Court affirms removal of lawyer from Legal Aid Ontario panel

Removal decision not unreasonable nor procedurally unfair, court said

Court affirms removal of lawyer from Legal Aid Ontario panel

The Ontario Divisional Court has affirmed the decision by Legal Aid Ontario to remove a lawyer from its panel for failure to protect the integrity of the LAO billing system.

In Berger v. Legal Aid Ontario, 2021 ONSC 5776, the respondent removed the applicant from its immigration and refugee panel after finding a pattern of breaches of the LAO billing rules. The panel consists of members of the Ontario bar who are permitted to accept legal aid certificates for the provision of immigration and refugee related legal services. In his application for judicial review, the applicant alleged that the removal decision was unreasonable because of internal incoherence, misapprehension of evidence and failure to account for relevant considerations.

In its ruling, the Divisional Court held that the removal decision was not internally incoherent as the decision-maker’s characterization of the billing errors as a “pattern” was supported by the admitted facts, particularly the 49 admitted billing errors. With respect to the decision-maker’s findings that the applicant failed to appreciate the significance and seriousness of his billing errors, and that the applicant was not honest with the LAO during the investigations, the court noted that the decision-maker was open to conclude otherwise.

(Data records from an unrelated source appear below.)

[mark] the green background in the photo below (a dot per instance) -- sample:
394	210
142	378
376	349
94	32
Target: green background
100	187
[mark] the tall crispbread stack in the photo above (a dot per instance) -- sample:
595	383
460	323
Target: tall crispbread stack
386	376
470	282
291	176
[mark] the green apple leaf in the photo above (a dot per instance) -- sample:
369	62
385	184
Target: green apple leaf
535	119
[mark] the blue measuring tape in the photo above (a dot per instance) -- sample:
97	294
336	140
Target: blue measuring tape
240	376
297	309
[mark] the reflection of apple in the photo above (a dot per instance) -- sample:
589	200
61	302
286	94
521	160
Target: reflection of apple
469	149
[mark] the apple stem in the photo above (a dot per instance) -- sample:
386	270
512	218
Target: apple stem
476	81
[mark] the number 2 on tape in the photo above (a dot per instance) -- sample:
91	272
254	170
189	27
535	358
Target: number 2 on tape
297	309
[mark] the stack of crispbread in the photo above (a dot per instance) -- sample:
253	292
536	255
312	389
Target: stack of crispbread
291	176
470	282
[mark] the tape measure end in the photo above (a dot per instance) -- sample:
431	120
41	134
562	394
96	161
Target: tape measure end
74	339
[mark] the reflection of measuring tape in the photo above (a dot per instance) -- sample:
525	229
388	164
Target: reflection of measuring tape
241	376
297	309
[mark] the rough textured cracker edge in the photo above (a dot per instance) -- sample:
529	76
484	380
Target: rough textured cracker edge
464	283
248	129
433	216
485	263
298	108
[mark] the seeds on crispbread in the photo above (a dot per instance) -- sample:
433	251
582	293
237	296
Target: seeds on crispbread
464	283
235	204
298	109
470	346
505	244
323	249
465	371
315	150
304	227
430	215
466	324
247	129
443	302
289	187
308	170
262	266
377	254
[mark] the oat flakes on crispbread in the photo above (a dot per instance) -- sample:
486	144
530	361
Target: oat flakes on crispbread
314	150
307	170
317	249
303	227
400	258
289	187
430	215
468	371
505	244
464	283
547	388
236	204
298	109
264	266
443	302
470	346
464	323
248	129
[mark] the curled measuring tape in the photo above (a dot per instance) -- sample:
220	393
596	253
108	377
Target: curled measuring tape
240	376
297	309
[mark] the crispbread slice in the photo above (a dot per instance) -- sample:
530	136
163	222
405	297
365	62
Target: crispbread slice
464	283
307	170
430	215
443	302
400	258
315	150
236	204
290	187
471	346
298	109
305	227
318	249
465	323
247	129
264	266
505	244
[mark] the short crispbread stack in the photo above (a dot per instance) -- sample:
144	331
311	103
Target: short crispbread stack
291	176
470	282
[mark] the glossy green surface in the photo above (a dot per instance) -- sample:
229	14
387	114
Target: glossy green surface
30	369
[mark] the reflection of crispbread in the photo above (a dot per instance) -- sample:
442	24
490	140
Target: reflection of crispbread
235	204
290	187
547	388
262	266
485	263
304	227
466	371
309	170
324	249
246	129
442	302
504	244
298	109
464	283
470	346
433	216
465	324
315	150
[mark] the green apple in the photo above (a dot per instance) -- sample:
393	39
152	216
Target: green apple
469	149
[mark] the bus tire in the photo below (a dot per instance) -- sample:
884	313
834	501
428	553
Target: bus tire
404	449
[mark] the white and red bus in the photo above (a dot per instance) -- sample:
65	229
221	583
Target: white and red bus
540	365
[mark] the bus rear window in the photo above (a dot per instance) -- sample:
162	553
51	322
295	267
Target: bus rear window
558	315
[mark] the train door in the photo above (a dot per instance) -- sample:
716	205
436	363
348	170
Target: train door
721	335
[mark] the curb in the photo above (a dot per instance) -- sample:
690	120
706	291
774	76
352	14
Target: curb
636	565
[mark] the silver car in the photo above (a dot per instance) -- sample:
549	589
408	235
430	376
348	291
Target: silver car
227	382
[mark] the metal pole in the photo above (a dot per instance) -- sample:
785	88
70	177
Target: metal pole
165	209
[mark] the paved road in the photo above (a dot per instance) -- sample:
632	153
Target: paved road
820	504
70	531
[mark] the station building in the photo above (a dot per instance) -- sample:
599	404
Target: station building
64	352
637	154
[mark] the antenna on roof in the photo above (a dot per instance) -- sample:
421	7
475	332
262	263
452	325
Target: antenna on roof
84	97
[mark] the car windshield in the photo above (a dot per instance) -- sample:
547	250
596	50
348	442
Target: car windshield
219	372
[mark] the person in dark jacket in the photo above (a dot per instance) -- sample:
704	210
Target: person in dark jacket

Regarding the applicant’s allegation of misapprehension of evidence, the Divisional Court said that while a single or few limited billing violations may not rise to the level of reasonable cause for the removal of a lawyer’s name from the LAO panel, the pattern of multiple instances over several years was sufficient to constitute such reasonable cause. Therefore, the 49 instances of billing errors between 2011 and 2016 constituted reasonable cause to remove the applicant’s name from the LAO panel, the court explained.

The Divisional Court determined that the decision-maker acknowledged several factors before reaching the removal decision, such as the impact of the decision on the applicant, the applicant’s expertise and track record, improvements in the applicant’s billing and the appellant’s responsibility to correct his errors.

The applicant also contended that the removal decision was procedurally unfair for failure of the respondent to observe stringent procedural protections in dealing with his removal. The Divisional Court disagreed and held that the removal decision was not entitled to a high level of procedural protections, because it was essentially administrative in nature, and although it could have a significant impact on the applicant’s career, it was not a disciplinary hearing, and the applicant’s removal did not amount to a removal of his licence to practice. Thus, there had been no breach of the duty of procedural fairness, the court concluded.